Pilot Wave Theory and Time
I’m becoming more and more intrigued by Pilot Wave Theory’s (DeBroglie–Bohm theory) description of the mechanisms underlying quantum dynamics. Specifically, it seems to do a good job of sensibly illustrating quantum phenomena without the need to believe in some of the more exotic aspects of the Copenhagen interpretation or the many-worlds interpretation. Granted the Copenhagen interpretation is still more accepted by the mainstream, and is mathematically more efficient. In its current form, pilot wave theory may be inconsistent with special relativity, but it’s fun to think about.
Taking a step back from the math and thinking about pilot wave theory more broadly (which could get me into trouble, but here goes), I’ll jot down intuited explanations for two of the more problematic aspects of pilot wave theory. Let’s start with the one that I resonate with most:
- For pilot wave theory to make sense, there must be a sort of dynamic universal underlying medium (many conceptualize as vibrating or wave-like substrate). In the typical pilot wave conceptualization, that substrate is behaving like a wave and is oscillating. These wave-like oscillations in the substrate explain quantum dynamics like dual slit probabilistic vs definite location / momentum dualities in particle behavior. But, the need to believe in some unseen vibrating universal substrate is a big hurdle to overcome. Here’s my suggestion for that substrate: time. Or, more relativistically speaking, the progression of spacetime.
- Many will argue that pilot wave theory necessitates a deterministic view of the universe. That’s true only if the substrate is fundamental and immutable or, at the very least, stable and uninfluenced.
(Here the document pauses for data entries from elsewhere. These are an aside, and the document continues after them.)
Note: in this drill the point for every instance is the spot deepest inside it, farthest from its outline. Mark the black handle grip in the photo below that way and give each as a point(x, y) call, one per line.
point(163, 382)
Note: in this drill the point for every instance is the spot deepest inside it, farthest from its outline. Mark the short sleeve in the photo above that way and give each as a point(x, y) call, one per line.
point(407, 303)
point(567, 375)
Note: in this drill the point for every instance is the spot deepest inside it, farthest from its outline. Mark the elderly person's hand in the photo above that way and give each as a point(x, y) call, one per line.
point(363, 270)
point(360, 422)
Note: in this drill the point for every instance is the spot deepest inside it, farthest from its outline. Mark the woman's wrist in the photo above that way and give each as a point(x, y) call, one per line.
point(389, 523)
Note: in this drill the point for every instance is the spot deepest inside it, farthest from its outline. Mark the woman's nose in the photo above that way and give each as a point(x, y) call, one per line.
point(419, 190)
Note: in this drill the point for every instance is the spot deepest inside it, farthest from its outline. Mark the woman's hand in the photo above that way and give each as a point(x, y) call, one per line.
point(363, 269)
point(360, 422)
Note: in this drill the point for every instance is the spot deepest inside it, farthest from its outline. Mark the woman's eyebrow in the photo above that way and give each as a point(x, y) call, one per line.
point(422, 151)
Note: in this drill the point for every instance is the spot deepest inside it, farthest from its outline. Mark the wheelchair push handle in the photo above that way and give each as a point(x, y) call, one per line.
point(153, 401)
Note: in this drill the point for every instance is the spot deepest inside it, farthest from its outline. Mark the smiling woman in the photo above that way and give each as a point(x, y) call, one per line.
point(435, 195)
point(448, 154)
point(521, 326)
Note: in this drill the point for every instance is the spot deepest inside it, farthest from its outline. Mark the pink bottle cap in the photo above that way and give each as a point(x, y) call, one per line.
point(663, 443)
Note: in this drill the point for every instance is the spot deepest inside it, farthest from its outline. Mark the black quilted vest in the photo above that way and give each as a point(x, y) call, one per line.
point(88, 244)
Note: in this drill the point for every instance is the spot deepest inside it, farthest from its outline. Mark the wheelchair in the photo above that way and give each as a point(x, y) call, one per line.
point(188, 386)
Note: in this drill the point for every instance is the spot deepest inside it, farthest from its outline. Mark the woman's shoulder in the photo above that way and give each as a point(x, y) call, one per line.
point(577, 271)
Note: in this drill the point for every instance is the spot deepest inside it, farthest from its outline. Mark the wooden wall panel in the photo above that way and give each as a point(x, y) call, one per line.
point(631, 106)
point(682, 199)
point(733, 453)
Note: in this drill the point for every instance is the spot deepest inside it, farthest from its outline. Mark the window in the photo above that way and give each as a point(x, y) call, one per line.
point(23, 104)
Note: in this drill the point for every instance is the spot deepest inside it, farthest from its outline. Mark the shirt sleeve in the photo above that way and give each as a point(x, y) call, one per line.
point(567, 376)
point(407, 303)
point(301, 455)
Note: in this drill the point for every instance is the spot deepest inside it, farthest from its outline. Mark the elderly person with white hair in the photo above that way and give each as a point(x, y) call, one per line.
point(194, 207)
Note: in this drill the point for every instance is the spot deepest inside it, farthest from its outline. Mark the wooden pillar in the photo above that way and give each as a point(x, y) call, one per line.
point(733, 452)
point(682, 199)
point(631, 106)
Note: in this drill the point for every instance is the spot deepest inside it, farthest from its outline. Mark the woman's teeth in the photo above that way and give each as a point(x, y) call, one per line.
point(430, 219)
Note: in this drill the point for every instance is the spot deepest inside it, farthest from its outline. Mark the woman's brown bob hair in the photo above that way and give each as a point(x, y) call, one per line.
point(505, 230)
But, if time (spacetime) can be warped, punctured, dilated or otherwise bent (which we know it can), the medium underlying pilot wave theory is not immutable and therefore the trajectory of the universe isn’t necessarily deterministic.
Pilot wave theory is only fully deterministic if you know the initial state of a system and the wave function of the pilot/guiding wave. But, if the wave function is dynamic or mutable, the system is not deterministic — you can’t always calculate where each particle will end up.
Steinberg et. al.’s experiment might give credence to the thought that the pilot wave is time (the progression of spacetime). In their entangled photon & beam splitter experiment, Steinberg and his colleagues found that the answer to the question “Which path did the first photon take?” depended on when it was asked. In the moments immediately after the first photon passes through the beam splitter, the second photon is very strongly correlated with the first photon’s path. “As one particle goes through the slit, the probe [the second photon] has a perfectly accurate memory of which slit it went through,” Steinberg explains. But as time passes and the first photon travels further, the detector photon’s report becomes less reliable. So, if you conduct your measurement of the observation photon’s orientation shortly after the original photon passes through the beam splitter, the pilot waves haven’t yet interacted. If you wait until later, after time-based pilot wave interference has taken place, you will observe surrealistic path data. Basically:
Intuition is that we’d want to test whether time is the pilot wave / universal substrate. Perhaps you could do this by conducting Steinberg-style pilot wave theory experiments in an environment with unstable time and measure how those perturbations in spacetime impact the results. This is easier said than done, but maybe there are methods — e.g., conduct the experiment continuously while monitoring gravitational waves, and analyze the correlation of results. If tachyon neutrinos are found to be a thing, see how their presence might impact the results.
2020 Update: Gravitational waves, even more interestingly specific resonances of gravitational waves, affect entanglement in vacuum (https://arxiv.org/abs/2006.11301). This could support deBroglie-Bohm theory with the progression of time (relativistically speaking, spacetime) serving as the underlying pilot wave. The resonances are particularly interesting in that they may reveal harmonics with perhaps a frequency or dimension of spacetime wave that is beyond the scope of direct measurement.